I think once the concept of a paid mod is accepted, there will be a precedent for Bethesda to regulate even non-paid mods. To draw from the above scenario, what if the free golden mudcrab skin becomes more popular than it's lower-quality paid counterpart? Bethesda can make the case that this free guy is infringing on their profits.
I'm sure Bethesda's response to that would be "but we'd never".
Why would the existence of paid mods completely change copyright law? Multiple people can make mudcrab skins, they each have copyright on their skin, and they can each charge or not. I mean, "infringing on profits" isn't a thing. You infringe on copyright.
If someone makes a great Bruma mod and charges for it, I'm free to develop my own and release it for free. I just can't copy their assets or code. Technically I can't copy anyone's assets or code, unless they give permission - which a lot of people do, generally under some sort of open source license.
But eh, I've been over this a thousand times in this thread. Just wanted to repeat it one more time and then probably let it be. There *are* significant issues with paid mods, I think Putnam did the best job describing how it would impact development, but people have some wild theories about this.
Sorry, don't mean to be wild.
I'm sure I'm not explaining it right.
I mean, correct me if I'm wrong, but does it not seem like a reasonable argument that since I am actively making money from my mods I would disallow you from using any asset whatsoever from my mod? Including, say, mudcrab-related things? It's their mudcrab asset, isn't it?

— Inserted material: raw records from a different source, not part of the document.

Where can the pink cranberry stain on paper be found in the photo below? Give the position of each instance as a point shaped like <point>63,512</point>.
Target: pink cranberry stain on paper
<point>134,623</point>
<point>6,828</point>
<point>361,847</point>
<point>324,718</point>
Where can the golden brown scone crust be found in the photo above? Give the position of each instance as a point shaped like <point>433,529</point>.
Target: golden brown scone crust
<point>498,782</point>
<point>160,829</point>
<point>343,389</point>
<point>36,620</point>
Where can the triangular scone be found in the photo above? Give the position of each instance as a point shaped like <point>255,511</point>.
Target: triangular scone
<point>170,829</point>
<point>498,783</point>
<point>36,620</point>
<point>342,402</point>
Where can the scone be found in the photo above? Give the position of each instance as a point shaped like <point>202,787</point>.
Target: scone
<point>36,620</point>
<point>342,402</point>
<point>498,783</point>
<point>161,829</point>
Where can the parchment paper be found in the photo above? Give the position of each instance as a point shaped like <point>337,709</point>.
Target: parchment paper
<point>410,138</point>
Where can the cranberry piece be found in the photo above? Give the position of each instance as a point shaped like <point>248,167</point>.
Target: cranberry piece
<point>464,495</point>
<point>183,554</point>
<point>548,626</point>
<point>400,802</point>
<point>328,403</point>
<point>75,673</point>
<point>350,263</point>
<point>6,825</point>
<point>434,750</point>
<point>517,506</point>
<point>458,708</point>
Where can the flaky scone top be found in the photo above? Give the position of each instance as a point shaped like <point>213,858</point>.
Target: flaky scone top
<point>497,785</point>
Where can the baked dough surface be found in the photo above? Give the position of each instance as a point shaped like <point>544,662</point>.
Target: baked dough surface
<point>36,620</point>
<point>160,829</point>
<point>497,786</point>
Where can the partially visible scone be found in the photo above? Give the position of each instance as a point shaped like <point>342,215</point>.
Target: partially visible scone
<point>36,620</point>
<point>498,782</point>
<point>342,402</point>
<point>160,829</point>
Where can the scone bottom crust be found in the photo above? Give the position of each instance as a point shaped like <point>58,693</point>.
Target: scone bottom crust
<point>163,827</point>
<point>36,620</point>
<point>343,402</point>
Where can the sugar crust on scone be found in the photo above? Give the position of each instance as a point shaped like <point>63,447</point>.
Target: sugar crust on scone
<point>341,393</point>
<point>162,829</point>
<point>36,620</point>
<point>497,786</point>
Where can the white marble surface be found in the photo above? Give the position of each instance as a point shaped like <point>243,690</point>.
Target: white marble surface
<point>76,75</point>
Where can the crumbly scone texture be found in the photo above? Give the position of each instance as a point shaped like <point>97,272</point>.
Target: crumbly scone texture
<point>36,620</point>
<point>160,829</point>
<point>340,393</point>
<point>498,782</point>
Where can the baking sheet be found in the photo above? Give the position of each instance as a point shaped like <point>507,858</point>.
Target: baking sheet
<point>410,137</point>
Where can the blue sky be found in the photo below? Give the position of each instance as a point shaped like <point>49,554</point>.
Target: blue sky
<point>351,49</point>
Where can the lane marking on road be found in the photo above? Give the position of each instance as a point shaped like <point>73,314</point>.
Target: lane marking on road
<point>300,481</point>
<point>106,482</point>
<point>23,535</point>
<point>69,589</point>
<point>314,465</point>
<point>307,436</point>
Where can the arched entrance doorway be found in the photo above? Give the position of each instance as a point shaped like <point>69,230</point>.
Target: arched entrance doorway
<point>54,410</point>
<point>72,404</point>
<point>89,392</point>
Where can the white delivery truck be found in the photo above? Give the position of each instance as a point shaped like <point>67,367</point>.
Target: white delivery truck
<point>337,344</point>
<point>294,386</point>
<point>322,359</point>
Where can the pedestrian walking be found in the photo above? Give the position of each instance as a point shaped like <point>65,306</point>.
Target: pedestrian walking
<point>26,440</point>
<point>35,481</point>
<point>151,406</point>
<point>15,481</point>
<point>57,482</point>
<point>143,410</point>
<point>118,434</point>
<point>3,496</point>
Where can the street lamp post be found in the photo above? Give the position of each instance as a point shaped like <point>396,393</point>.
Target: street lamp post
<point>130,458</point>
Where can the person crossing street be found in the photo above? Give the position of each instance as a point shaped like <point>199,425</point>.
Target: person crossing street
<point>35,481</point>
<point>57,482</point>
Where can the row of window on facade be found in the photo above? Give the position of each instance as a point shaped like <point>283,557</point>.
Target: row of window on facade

I think that once profit is established for the company
in direct relation to mods rather than original content or DLC specific content, it would give them grounds to claim that a modder is trying to get around their copy protection, much like how you are likely to get shut down for say, modding DLC content straight into a vanilla game. The difference is that you are cutting into their potential profit from their paid content.
I would love for you to explain to me why this is impossible. For reals no sarcasm, please do tell.
::EDIT::
For me the core issue remains that modding "freedoms" exist exclusively at the pleasure or inability to police of the owner, and many owners make sweeping legal claims of total ownership of every work even tangentially related to their product.
Essentially this. Once the concept of modding is publicly tied to corporate profit, could they not conceivably shut down any mod that they feel is hurting their sales, and claim damages if they do not? Even if they sell every mod for 2$, hundreds of thousands of mods are downloaded each month. They could absolutely afford to police that.